HHS, OIG posted this morning:
The Federal Food, Drug, and Cosmetic Act requires the Food and Drug Administration (FDA) to safeguard the Nation’s food supply, including infant formula, and ensure that all ingredients are safe. As part of its oversight activities, FDA conducts inspections at infant formula manufacturers and can require infant formula manufacturers to recall adulterated infant formula that presents a risk to human health. We will determine whether FDA followed the inspections and recall process for infant formula in accordance with Federal requirements. Specifically, we will review FDA’s actions leading up to the infant formula recall at the Abbott facility in February 2022 to determine whether FDA followed applicable policies and procedures to: (1) conduct inspections of the manufacturing facility and (2) oversee Abbott’s initiation of the infant formula recall.
|Announced or Revised||Agency||Title||Component||Report Number(s)||Expected Issue Date (FY)|
|June 2022||Food and Drug Administration||Food and Drug
Regarding the Abbott Infant Formula Recall
|Office of Audit Services||W-00-22-59472||2023|
According to the CDC and FDA, at least 4 kids were sickened and of those two died, from drinking Abbott infant formula. Abbott denies the connection. However, the resulting investigation and inspection (and whistleblower documents) uncovered enough problems in the Abbott facility to shutter it causing havoc with supplies of infant formula. The facility is now set to reopen, but not before the U.S. Attorney sued Abbott and several employees. In the complaint, filed by the U.S. Department of Justice on behalf of the FDA, the government alleges that powdered infant formula products manufactured at Abbott Nutrition’s Sturgis facility were adulterated because they were made under insanitary conditions and in violation of current good manufacturing practice requirements.

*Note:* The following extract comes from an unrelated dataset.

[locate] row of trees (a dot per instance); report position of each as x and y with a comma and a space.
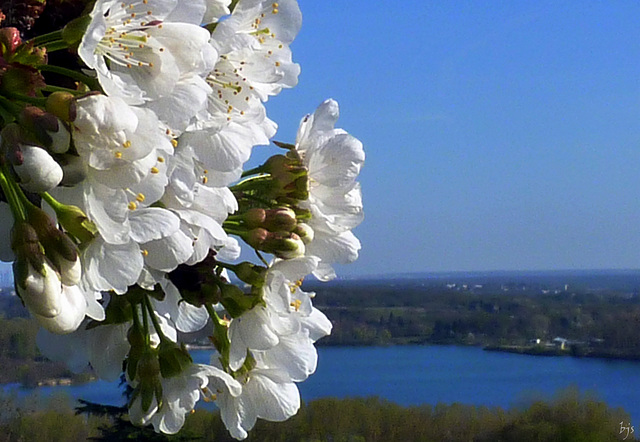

Abbott is essentially confessing to the violations in the below consent decree. Under the proposed consent decree, Abbott Nutrition will be required to retain an independent expert to review the Sturgis facility’s operations to ensure compliance with the law. It also includes requirements for testing products, as well as ceasing production, and promptly notifying the FDA should contamination be detected. The proposed consent decree also requires the implementation of a sanitation plan, environmental monitoring plan and employee training programs.
Here are the key documents:
Here is the 2021 inspection report at the plant – APPLIED – FOI II – BR Abbott Nutritions- FEI# 1815692 9-2021 EIR.
Here are the whistleblower documents – Redacted Confidential Disclosure re Abbott Laboratories – 10-19-2021_Redacted (1)
Here is the 2022 inspection report at the plant – Updated Final Applied_Unapplied Redactions Abbott Nutrition Sturgis FEI 1815692 FDA 483 1-31022 to 3-16-22 – ISSUED_Redacted
Here is the complaint – abbott_complaint_0
Here is the consent decree – abbott_proposed_consent_decree_0
Please read the above and ask the question: is this how infant formula should have been manufactured?
So, what gives the government the right to charge a company and certain employees with either a felony or a misdemeanor?
Congress passed the Federal Food, Drug, and Cosmetic Act in 1938 in reaction to growing public safety demands. The primary goal of the Act was to protect the health and safety of the public by preventing deleterious, adulterated or misbranded articles from entering interstate commerce. Under section 402(a)(4) of the Act, a food product is deemed “adulterated” if the food was “prepared, packed, or held under insanitary conditions whereby it may have become contaminated with filth, or whereby it may have been rendered injurious to health.” A food product is also considered “adulterated” if it bears or contains any poisonous or deleterious substance, which may render it injurious to health. The 1938 Act, and the recently signed Food Safety Modernization Act, stand today as the primary means by which the federal government enforces food safety standards.
Chapter III of the Act addresses prohibited acts, subjecting violators to both civil and criminal liability. Provisions for criminal sanctions are clear:
Felony violations include adulterating or misbranding a food, drug, or device, and putting an adulterated or misbranded food, drug, or device into interstate commerce. Any person who commits a prohibited act violates the FDCA. A person committing a prohibited act “with the intent to defraud or mislead” is guilty of a felony punishable by years in jail and millions in fines or both.
A misdemeanor conviction under the FDCA, unlike a felony conviction, does not require proof of fraudulent intent, or even of knowing or willful conduct. Rather, a person may be convicted if he or she held a position of responsibility or authority in a firm such that the person could have prevented the violation. Convictions under the misdemeanor provisions are punishable by not more than one year or fined not more than $250,000, or both.
The legal jargon aside, if you are a producer of food and knowingly or not manufacturer and sell adulterated food, you can (and should) face fines and jail time.